In particular I am having trouble showing that
$$H^1(\overline{\gamma})\leq L.$$
Any ideas?
The length of the curve is defined by
$$L = \sup\left\{\sum\limits_{i=1}^md(\gamma(t_{i-1}),\gamma(t_i))\,\bigg|\, 0 = t_0 < t_1 < \dots < t_m = 1 \right\}. $$
We have that
$$H^1_\delta(E) = \inf\left\{\sum\limits_{i=1}^\infty\text{diam}(A_i)\,\bigg|\,\bigcup\limits_{i=1}^\infty A_i \supseteq E,\,\text{diam}(A_i)\leq \delta\right\}. $$
That is, the infimum is taken over all possible countable coverings $(A_i)_{i=1}^\infty$ of $E$, where the sets $A_i$ are "small enough." We then define the Hausdorff measure as
$$H^1(E) = \lim\limits_{\delta\to 0^+}H^1_\delta(E).$$
My idea is that I want to show that for all $\varepsilon>0$ there exists $\delta > 0$ such that
$$H_\delta^1(\overline{\gamma})\leq L +\varepsilon$$
where $\delta$ is proportional to $\varepsilon$ such that letting $\varepsilon\to 0^+$ also forces $\delta \to 0^+$, and we get
$$H^1(\overline{\gamma})\leq L,$$
however I couldn't succeed in showing this.
Best Answer
To prove $H^1(\bar\gamma)\le L$, begin by picking a partition $t_0,\dots, t_m$ such that $$ \sum\limits_{i=1}^md(\gamma(t_{i-1}),\gamma(t_i)) > L-\epsilon \tag{1}$$ and $d(\gamma(t_{i-1}),\gamma(t_i))<\epsilon$ for each $i$. Let $A_i = \gamma([t_{i-1},t_i])$.
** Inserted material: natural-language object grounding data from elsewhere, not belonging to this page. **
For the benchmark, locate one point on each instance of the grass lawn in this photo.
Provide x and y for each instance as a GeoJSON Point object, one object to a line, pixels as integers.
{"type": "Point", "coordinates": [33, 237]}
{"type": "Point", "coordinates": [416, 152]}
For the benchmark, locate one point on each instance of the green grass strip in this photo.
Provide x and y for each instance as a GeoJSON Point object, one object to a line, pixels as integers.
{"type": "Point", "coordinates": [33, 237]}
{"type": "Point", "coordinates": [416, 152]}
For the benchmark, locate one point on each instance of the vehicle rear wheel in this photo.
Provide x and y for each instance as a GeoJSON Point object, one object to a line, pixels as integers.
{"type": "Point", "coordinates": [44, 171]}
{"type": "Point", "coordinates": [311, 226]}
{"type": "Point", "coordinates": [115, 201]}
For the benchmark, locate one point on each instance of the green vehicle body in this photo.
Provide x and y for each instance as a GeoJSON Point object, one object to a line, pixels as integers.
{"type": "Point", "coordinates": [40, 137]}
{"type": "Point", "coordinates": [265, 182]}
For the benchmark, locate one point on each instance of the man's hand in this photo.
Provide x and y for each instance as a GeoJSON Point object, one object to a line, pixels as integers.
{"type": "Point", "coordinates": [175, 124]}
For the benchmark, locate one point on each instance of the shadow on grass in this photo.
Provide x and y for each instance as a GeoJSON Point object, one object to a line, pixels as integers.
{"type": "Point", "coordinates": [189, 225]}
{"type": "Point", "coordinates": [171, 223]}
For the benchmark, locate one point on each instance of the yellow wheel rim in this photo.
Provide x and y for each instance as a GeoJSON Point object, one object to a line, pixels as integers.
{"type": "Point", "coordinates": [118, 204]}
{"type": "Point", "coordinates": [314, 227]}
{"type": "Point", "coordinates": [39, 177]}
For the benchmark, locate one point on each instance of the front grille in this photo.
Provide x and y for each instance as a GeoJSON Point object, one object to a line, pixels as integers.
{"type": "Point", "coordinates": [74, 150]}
Suppose $\operatorname{diam} A_i>2\epsilon$ for some $i$. Then there are $t',t''\in (t_{i-1},t_i)$ such that $d(\gamma(t'),\gamma(t''))>2\epsilon$. So, after these numbers are inserted into the partition, the sum of differences $d(\gamma(t_{i-1}),\gamma(t_i)) $ increases by more than $\epsilon$, contradicting $(1)$. Conclusion: $\operatorname{diam} A_i\le 2\epsilon$ for all $i$.
Suppose $\sum_i\operatorname{diam} A_i>L+ \epsilon$. For each $i$ there are $t_i',t_i''\in (t_{i-1},t_i)$ such that $d(\gamma(t'),\gamma(t''))>\operatorname{diam} A_i - \epsilon/m$. So, after all these numbers are inserted into the partition, the sum of differences $d(\gamma(t_{i-1}),\gamma(t_i)) $ will be strictly greater than $L+\epsilon - \epsilon = L$, which is again a contradiction.
Thus, the sets $A_i$ provide a cover such that $\operatorname{diam} A_i\le 2\epsilon$ for all $i$ and $\sum_i\operatorname{diam} A_i\le L+ \epsilon$. Since $\epsilon$ was arbitrarily small, $H^1(\bar\gamma)\le L$.
For completeness: the opposite direction follows from the inequality $$H^1(E)\ge \operatorname{diam} E\tag{2}$$ which holds for any connected set $E$. To prove it, fix a point $a\in E$ and observe that the image of $E$ under the $1$-Lipschitz map $x\mapsto d(x,a)$ is an interval of length close to $\operatorname{diam} E$ provided that $a$ was suitably chosen.
Then apply $(2)$ to each $\gamma([t_{i-1},t_i])$ separately.